Reading a book on trauma gave me several clues that had gone right past me for at this point about 13-15 years of my adult life. First off, I didn't understand this was a limbic response. In hindsight, if you need a textbook example for freeze responses, I'm right here. Then I had to understand what I was afraid of. That was tough, because up until reading anything on this, I did not understand "someone shouting at me and calling me stupid for several minutes" to be something that would cause panic. For a little kid, it definitely does. And in this moment, mentally I reverted to little kid mode. I needed to handle whatever the almighty parent throws at me. In my case, handling it was suffering through it and either crying in my room when it was over or later dissociating to escape the pain.

So basically, I had a flashback. Plain and simple. While I consciously knew that would never happen, something inside of me expected my partner to go nuclear on me for being so inconsiderate and lazy and I would not be able to do anything. I would just stand there and take it until he's finished shouting and I'm allowed to go to my room and cry.

My partner doesn't shout at me. Never has. This made it so hard for me to understand, what was going on. Telling me that I was overreacting and just consciously understanding I was safe was helping a little, but it was painfully slow. Also, was I overreacting? Wasn't this how people feel when they have done something wrong?

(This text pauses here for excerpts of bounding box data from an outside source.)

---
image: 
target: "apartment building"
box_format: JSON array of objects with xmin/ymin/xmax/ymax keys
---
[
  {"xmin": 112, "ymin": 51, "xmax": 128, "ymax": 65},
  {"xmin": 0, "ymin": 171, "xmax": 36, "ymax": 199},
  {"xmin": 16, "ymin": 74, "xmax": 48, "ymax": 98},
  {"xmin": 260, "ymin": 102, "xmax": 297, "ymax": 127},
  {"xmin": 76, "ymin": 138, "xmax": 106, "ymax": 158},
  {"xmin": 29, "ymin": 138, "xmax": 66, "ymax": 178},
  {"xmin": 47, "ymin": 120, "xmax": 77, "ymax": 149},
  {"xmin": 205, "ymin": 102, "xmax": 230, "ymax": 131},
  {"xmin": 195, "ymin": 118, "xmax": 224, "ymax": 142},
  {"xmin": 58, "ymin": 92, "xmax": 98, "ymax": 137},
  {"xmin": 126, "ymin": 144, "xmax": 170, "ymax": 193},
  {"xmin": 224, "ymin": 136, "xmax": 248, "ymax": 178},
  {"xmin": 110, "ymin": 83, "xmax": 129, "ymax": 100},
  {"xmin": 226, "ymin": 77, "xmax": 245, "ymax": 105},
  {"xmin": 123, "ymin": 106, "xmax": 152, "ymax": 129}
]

Understanding, what I was actually afraid of (my dad) and that this situation was not normal (it was emotional abuse), jump-started recovery. I suddenly knew what I had to compare reality to. I knew better what to tell myself to soothe and ease out of panic. I could start doing some of those cliche exercises to low-key trigger that fear, walk through it and come out the other end to actively understand I'm still okay. I could also imagine rescuing myself or reliving the situation today and react as the self-reliant adult I am. All the (not) fun stuff.

Going from there, I gradually discovered more and more flashbacks that kept eating up my mental capacity, so I could isolate the triggers and deal with the emotional mess they caused, one at a time. And lo and behold - if you are not busy dissociating on a daily basis, you can actually have real emotions. It's great!

At this point, the amount of blame involved is very little. Sometimes I use a little blame to get out of the shame-cycle. It usually starts with feeling guilty for not replying to some shaming message my parents sent me, starts spiraling into feeling like I'm the worst child ever and then ends with "Screw you dad, I've handled your emotions long enough. We're not doing that again." That is part blame and I hope that I will eventually be able to do without it. It's a work in progress.